• The New York Timesmultimedia presentation about the pandemic’s sweep through Brazil’s Amazon is unspeakably sad but a necessary historical marker, thanks to Tyler Hicks’s remarkable photos. What would be different, one wonders, if Brazilians had different leadership.
  • Six organizations (including WOLA), convened by the Latin America Working Group, published a “roadmap for transforming” U.S. relations with Central America’s Northern Triangle. It could hardly be more urgently needed. May the next administration take heed. (May there be a “next administration.”)
  • Bolivia’s unelected interim government suspended elections again this week, citing the coronavirus. Also this week, Harvard Law School’s International Human Rights Clinic and the University Network for Human Rights published a strong report on “gross human rights abuses” committed by the U.S.-backed interim government, starting with what it calls “Black November.”
  • Colombia’s U.S.-backed (a compound adjective I use a lot) forced coca eradication campaign is going full speed during the pandemic. With about six farmers/protesters killed since COVID-19 hit, the security forces accompanying eradicators appear to be more inclined to rough people up, to escalate situations, and to resort quickly to lethal force.
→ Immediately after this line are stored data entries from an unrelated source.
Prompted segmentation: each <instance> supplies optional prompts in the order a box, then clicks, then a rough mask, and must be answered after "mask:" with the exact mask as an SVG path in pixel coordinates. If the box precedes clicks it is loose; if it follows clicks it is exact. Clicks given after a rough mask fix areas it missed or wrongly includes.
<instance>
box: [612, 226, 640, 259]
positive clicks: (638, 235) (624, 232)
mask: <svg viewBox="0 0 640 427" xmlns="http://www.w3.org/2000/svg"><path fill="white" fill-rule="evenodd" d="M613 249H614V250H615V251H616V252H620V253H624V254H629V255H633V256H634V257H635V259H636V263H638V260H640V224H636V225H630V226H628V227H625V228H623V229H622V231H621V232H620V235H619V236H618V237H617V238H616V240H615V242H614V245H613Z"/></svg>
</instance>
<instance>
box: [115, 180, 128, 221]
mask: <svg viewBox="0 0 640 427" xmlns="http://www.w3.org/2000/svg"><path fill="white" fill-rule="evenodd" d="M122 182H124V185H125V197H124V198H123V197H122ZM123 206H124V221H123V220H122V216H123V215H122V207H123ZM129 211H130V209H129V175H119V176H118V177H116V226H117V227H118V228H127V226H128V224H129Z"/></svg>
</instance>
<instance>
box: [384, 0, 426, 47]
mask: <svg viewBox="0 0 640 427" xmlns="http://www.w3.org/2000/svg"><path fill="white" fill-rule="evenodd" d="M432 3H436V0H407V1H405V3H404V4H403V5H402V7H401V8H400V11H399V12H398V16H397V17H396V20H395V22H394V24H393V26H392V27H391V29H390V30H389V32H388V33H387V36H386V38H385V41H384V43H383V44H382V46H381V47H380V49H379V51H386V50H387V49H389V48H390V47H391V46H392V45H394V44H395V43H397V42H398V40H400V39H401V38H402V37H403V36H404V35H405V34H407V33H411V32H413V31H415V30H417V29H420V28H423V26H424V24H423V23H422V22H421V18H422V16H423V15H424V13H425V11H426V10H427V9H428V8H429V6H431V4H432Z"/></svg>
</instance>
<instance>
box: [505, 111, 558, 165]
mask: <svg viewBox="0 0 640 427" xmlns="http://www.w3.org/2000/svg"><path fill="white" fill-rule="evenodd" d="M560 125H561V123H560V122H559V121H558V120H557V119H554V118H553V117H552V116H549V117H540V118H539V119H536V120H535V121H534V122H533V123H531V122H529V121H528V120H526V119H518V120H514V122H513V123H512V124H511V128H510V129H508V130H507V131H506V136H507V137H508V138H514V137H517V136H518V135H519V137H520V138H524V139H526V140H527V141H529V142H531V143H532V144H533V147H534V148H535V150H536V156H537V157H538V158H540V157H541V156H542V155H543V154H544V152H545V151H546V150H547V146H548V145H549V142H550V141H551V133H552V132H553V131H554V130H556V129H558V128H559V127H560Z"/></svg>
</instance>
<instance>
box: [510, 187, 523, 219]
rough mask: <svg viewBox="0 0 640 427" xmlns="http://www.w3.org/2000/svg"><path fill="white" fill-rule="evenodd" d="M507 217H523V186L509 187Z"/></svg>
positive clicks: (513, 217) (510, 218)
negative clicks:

I say “appear” because we don’t have a comprehensive picture yet, but read this account from the Guayabero River region of south-central Colombia, by La Liga Contra el Silencio, and draw your own conclusions.
  • The UN Office on Drugs and Crime published its full report on coca cultivation in Colombia in 2019, finding a modest decrease in acreage but consistent cocaine production. (I guess the remaining plants are getting taller.) Interestingly, the epicenter of cultivation has shifted from Tumaco in the far southwest to Catatumbo in the far northeast. (UNODC also released its 2019 Bolivia report this week.)